With no worries, goals, or time limits, Ido was hitchhiking across China. Every morning he awoke in a different hostel and decided where he was going next. "It was my type of fun," he recalled.
One day, he decided to travel to a city some 120 miles away on his own. Much of the route lay on dirt roads and through dangerous terrain, but Ido was up for a challenge. After walking for a while, he hitched a ride on a truck that was going that way.
The trip proved too difficult even for the truck, however, and the driver told Ido he would have to turn back. Undaunted, 22-year-old Ido continued on foot. Some 20 minutes later, he found himself alone in a large field. He must have taken a wrong turn, but he had no idea where, or even if he could retrace his steps.
He put down his backpack and took out some water. At that moment, he recalled how, when he was a young boy in Jerusalem, a rabbi from the north of Israel had visited his class and taught the children a song, which translated roughly as, "What was, was. The objective now is to begin from the beginning."

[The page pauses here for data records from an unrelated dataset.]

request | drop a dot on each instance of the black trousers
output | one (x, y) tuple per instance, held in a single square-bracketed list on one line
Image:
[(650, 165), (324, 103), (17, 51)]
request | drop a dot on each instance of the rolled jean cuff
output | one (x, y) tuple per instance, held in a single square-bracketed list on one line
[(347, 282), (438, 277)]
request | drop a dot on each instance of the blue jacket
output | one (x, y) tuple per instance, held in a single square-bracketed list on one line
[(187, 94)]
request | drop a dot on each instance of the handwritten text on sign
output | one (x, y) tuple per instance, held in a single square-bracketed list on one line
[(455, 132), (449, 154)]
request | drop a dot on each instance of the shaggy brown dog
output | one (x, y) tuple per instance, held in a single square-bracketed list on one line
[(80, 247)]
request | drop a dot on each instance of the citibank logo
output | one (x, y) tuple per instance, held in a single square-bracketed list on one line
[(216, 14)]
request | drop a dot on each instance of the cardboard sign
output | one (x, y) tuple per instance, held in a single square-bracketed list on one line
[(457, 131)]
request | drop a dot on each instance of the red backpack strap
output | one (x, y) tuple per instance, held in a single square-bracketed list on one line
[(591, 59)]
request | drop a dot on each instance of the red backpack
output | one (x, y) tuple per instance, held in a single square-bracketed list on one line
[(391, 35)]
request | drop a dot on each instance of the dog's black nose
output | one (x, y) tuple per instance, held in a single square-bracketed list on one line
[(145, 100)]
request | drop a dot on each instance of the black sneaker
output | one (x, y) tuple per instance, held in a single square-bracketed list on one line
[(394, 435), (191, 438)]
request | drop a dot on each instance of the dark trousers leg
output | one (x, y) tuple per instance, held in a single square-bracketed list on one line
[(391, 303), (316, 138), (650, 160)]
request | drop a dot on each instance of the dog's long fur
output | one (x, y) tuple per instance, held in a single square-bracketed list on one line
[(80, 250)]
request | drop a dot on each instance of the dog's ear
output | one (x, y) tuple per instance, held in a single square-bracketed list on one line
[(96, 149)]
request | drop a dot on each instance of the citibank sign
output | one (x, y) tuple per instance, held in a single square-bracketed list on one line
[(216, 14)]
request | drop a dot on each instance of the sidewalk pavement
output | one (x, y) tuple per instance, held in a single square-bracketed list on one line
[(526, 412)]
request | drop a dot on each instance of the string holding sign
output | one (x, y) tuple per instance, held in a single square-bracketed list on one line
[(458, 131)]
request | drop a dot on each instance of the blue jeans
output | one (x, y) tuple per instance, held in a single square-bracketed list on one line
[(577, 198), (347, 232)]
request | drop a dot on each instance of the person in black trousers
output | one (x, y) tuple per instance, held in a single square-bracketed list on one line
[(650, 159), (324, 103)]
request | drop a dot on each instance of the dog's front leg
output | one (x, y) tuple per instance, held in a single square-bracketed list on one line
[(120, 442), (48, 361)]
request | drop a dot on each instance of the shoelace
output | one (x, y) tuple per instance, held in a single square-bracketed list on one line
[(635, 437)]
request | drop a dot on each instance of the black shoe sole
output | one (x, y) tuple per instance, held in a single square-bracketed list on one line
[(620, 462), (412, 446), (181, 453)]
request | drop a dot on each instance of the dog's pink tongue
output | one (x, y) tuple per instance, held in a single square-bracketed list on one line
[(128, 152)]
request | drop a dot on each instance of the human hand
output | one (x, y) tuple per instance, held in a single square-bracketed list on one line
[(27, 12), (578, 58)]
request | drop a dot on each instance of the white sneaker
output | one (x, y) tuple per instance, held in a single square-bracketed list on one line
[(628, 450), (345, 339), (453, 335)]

The long-forgotten song seemed to encapsulate his current situation, and alone in the field, Ido began to sing and dance. "Mah shehaya, hayah..."
Just then a pickup truck rolled into the field. The driver, a little shocked at the strange apparition of a white man dancing in the middle of a Chinese nowhere, asked him what he was doing. Ido explained that he was making his way to Chengdu on foot and had lost his way.
"Why are you dancing?"
"This is a Jew's way of asking G-d for help," the Israeli explained.
Bemused, the driver offered to take him the rest of the way.
The man, a Chengdu resident, dropped Ido at the only Jewish building he knew of in the city, the Chengdu Chabad House. "Just go in", he told the backpacker, "They will help you."
Ido, who had no idea what day it was, walked in and found himself in the middle of a Shabbat meal. Standing at the head of the table and addressing the crowd was the rabbi's grandfather, Rabbi Yitzchak Grossman, chief rabbi of the northern Israeli city of Migdal HaEmek.
Ido was shocked to see the same rabbi who had visited his classroom so many years before and taught him the song he had been singing in the field. "I saw G-d's hand at work in China," he exclaimed later.
A few weeks afterwards, Rabbi Dovi Henig, the Chabad representative in Chengdu, received a text message from Ido, "Can you please tell me what time Shabbat begins this week?"